By now I’ve attended many lectures on Shintō 神道 that have covered a wide range of topics. I feel as though two radical changes in the way Shintō has been practiced over the centuries have been detrimental to maintaining “true” Shintō.
The first one is when local family shrines were forced to combine to form conglomerate shrines. For argument’s sake, let’s just call Japan’s native folk religion “Shintō.” This form of early Shintō centered on village worship practices focusing on agriculture. Therefore worshiping the kami 神 (deity) associated with the family or village was the center of Shintō traditions. A family, or clan, ruled a particular area and that family’s or that area’s kami was the object of worship. The term for this is uji-gami 氏神 (clan deity). As Japan began establishing itself as a nation, the regions’ powerful families combined and many uji-gami were discarded.
Today what we have in modern Japanese Shintō is not families or villages worshipping their own kami. Instead, what happened at various times in history but (mainly in the early days of the Meiji period (1868-1912) is that families and local areas were forced to dismantle their local shrines (in essence, relinquish their ancestral kami) and focus on new larger shrines representing the nation. These larger, newer shrines were established in order to rally the Japanese people around the emperor and the “nation” rather than around their ancestral kami.

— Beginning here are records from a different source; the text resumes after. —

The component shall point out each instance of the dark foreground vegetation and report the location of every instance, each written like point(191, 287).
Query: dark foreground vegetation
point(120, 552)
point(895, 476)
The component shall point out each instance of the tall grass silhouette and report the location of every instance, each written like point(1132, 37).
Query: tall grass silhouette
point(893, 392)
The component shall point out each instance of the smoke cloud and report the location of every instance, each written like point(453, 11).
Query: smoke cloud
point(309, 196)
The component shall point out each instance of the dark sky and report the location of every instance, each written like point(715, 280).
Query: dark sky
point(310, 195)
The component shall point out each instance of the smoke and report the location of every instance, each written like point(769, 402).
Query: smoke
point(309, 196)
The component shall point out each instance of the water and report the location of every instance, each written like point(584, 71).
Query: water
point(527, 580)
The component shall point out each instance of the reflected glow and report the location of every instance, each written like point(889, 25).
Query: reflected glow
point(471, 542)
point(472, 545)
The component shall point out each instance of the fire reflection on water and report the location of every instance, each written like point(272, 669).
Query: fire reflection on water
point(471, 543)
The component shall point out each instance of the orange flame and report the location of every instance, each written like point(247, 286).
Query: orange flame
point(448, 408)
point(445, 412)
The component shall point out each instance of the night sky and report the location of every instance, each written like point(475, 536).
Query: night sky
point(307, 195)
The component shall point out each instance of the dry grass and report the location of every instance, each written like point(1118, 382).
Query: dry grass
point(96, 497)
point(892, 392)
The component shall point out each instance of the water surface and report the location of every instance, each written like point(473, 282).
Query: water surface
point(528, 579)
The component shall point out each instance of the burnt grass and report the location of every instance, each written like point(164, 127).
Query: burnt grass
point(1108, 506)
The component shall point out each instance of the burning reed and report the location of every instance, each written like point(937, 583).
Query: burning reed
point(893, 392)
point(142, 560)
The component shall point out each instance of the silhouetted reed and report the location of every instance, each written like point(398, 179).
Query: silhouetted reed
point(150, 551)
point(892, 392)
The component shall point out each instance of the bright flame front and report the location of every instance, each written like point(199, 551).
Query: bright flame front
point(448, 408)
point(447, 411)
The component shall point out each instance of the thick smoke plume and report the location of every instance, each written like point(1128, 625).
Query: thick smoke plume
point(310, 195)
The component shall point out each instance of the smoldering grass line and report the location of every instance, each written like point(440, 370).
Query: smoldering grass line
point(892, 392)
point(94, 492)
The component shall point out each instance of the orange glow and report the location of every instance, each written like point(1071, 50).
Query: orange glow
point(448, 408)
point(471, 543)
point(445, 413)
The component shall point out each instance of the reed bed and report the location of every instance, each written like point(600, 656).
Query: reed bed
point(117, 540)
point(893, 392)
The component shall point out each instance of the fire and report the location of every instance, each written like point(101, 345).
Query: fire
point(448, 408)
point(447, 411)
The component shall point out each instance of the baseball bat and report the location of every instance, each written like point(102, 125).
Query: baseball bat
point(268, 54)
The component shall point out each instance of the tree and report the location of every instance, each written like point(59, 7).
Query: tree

Lunar Solar Calendar 太陰太陽暦
The second harmful change to practicing true Shintō is when Shintō officials decided to adopt the western calendar. The result is that annual matsuri 祭り (festivals, rituals) became divorced from the natural agricultural-based seasonal calendar. Shintō and kami worship is intrinsically and undeniably an agricultural based religion. The matsuri were created to be in-sync with the planting season and the lunar-solar calendar, thus bringing harmony between people, the kami, and the seasons. By discarding the lunar-solar calendar, which is deeply connected to the planting cycle, in favor of a western calendar beginning on January 1st, Shintō officials (who probably live in the middle of Tokyo and don’t know the first thing about rice farming) have essentially eradicated part of what makes Shintō “Shintō.”
The population in rural areas is declining in Japan, just like it is in many countries all over the globe, so revitalizing family and village kami worship would probably be a very daunting task. However, re-claiming the lunar-solar agricultural calendar would be rather easy to do. For example, everyone knows about “Chinese New Year”–well that’s the Shintō New Year, too! But in all my time in Japan I have never heard of a festival happening at that time of year at a Shintō shrine. (There are thousands of Shintō shrines in Japan, so one of them must have a Lunar New Year festival, I just have not heard of it.)
Modern day Shintō leaders should turn back to the family- and community-centered roots rather than focusing on the country and politics.